I remember when I was first learning about hash tables. I thought I stumbled across an ingenious optimization for dealing with hash collisions. Before explaining my optimization, let me first briefly explain how hash tables work and what hash collisions are. I also made a video if you're interested. Say that we have a hash that maps someone's name to their age. `"adam"` is `27`, so we want to enter that into our hash. Here's what happens:

• `"adam"` gets put through a hash function.
• The hash function spits out `7`.
• `7` is the index of the array where we are going to store `"adam"`'s value.
• So we store `27` into `array`.

If we run `hash.get("adam")` in the future and need to look up the value for `"adam"`, we:

• Run `"adam"` through the hash function.
• Get `7` as the output.
• This means we have to look at `array` to get the value.
• So we look at `array` to get our value.

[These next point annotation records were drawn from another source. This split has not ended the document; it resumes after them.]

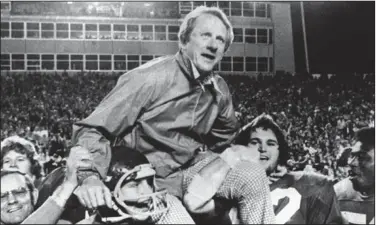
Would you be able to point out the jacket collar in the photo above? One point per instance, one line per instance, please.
(192, 74)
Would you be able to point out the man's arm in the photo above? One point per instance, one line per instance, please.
(226, 123)
(325, 208)
(204, 185)
(51, 210)
(117, 113)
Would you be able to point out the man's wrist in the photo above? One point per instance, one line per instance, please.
(85, 176)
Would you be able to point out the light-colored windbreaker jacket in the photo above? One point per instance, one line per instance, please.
(161, 110)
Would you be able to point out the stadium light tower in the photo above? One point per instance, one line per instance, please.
(304, 35)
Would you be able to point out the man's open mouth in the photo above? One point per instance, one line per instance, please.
(14, 209)
(208, 56)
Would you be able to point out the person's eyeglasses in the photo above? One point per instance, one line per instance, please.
(18, 193)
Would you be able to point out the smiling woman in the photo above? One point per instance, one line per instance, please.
(19, 154)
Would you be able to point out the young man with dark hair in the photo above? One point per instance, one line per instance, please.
(356, 194)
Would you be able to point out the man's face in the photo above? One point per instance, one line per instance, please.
(264, 143)
(133, 191)
(16, 202)
(362, 163)
(17, 161)
(206, 43)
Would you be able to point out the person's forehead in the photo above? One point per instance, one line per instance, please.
(357, 147)
(12, 182)
(263, 133)
(13, 154)
(202, 21)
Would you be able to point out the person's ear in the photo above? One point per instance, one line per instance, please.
(35, 195)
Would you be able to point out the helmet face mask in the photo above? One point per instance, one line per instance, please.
(128, 203)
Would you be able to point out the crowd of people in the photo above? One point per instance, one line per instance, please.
(319, 116)
(164, 143)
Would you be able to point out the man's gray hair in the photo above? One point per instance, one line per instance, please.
(189, 23)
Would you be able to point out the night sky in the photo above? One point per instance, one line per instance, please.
(340, 36)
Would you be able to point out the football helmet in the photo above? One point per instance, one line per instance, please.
(123, 171)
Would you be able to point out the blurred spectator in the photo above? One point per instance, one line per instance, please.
(322, 114)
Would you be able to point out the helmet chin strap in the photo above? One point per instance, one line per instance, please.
(158, 203)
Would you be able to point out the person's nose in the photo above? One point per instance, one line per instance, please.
(262, 148)
(13, 164)
(212, 45)
(11, 198)
(144, 188)
(353, 161)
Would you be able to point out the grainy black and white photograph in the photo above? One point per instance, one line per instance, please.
(187, 112)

Hopefully if we have a key of `"alice"` or `"bob"` it'll hash to a different index. But... what happens if it hashes to the same index? That's called a hash collision. A common approach is that if there's a collision, you store the values in a linked list. Fair enough. That makes sense.

But wait!!! It takes `O(n)` time to look up a value in a linked list. Can't we use a binary search tree to speed that up to `O(log n)`??? Or... can't we take it a step further and use a hash inside of a hash to get the lookup time all the way down to `O(1)`?! I hate to say it, but however many years ago when I had these thoughts, there were a few moments where I thought I was a genius. Now when I look back at that former self, I facepalm.

It is true that going from a linked list to a BST to a hash takes you from `O(n)` to `O(logn)` to `O(1)` lookup time. However, since collisions are rare, `n` is going to be small. And when `n` is small, `O(n)` might be faster than `O(1)`.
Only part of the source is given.